During their domestication from their wild ancestor the wolf to the pets we have today, dogs have developed a unique ability to work together with humans. One aspect of this is their willingness to “ask for help” when faced with a problem that seems to be too difficult. There are, however, large differences between breeds, and between dogs of the same breed. A research group in Linköping, led by Professor Per Jensen, has discovered a possible explanation of why dogs differ in their willingness to collaborate with humans.

The researchers suspected that the hormone oxytocin was involved. It is well-known that oxytocin plays a role in social relationships between individuals, in both humans and animals. The effect of oxytocin depends on the function of the structure that it binds to, the receptor, in the cell. Previous studies have suggested, among other things, that differences in dogs’ ability to communicate are associated with variations in the genetic material located close to the gene that codes for the oxytocin receptor. The researchers in the present study examined 60 golden retrievers as they attempted to solve an insoluble problem.

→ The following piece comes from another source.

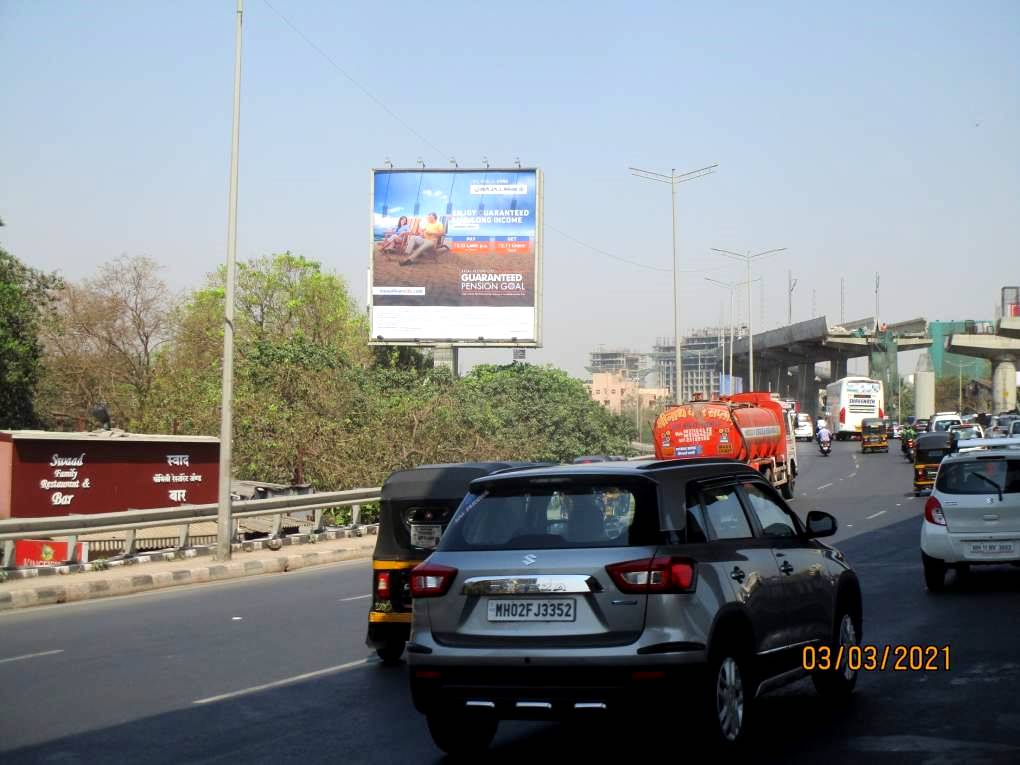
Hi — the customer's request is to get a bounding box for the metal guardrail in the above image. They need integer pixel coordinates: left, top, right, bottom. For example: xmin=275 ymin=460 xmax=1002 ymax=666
xmin=0 ymin=487 xmax=381 ymax=568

“The first step was to teach the dogs to open a lid, and in this way get hold of a treat. After this, they were given the same task with the lid firmly fixed in place, and thus impossible to open. We timed the dogs to see how long they attempted on their own, before turning to their owner and asking for help,” says Mia Persson, PhD student at the Department of Physics, Chemistry and Biology, and principal author of the article.

Before the behavioural test, the researchers increased the levels of oxytocin in the dogs’ blood by spraying the hormone into their nose. As a control, the dogs carried out the same test after having received a spray of neutral salt water in the same way. The researchers also collected DNA using a cotton swab inside the dogs’ cheek, and determined which variant of the gene for the oxytocin receptor that each dog had.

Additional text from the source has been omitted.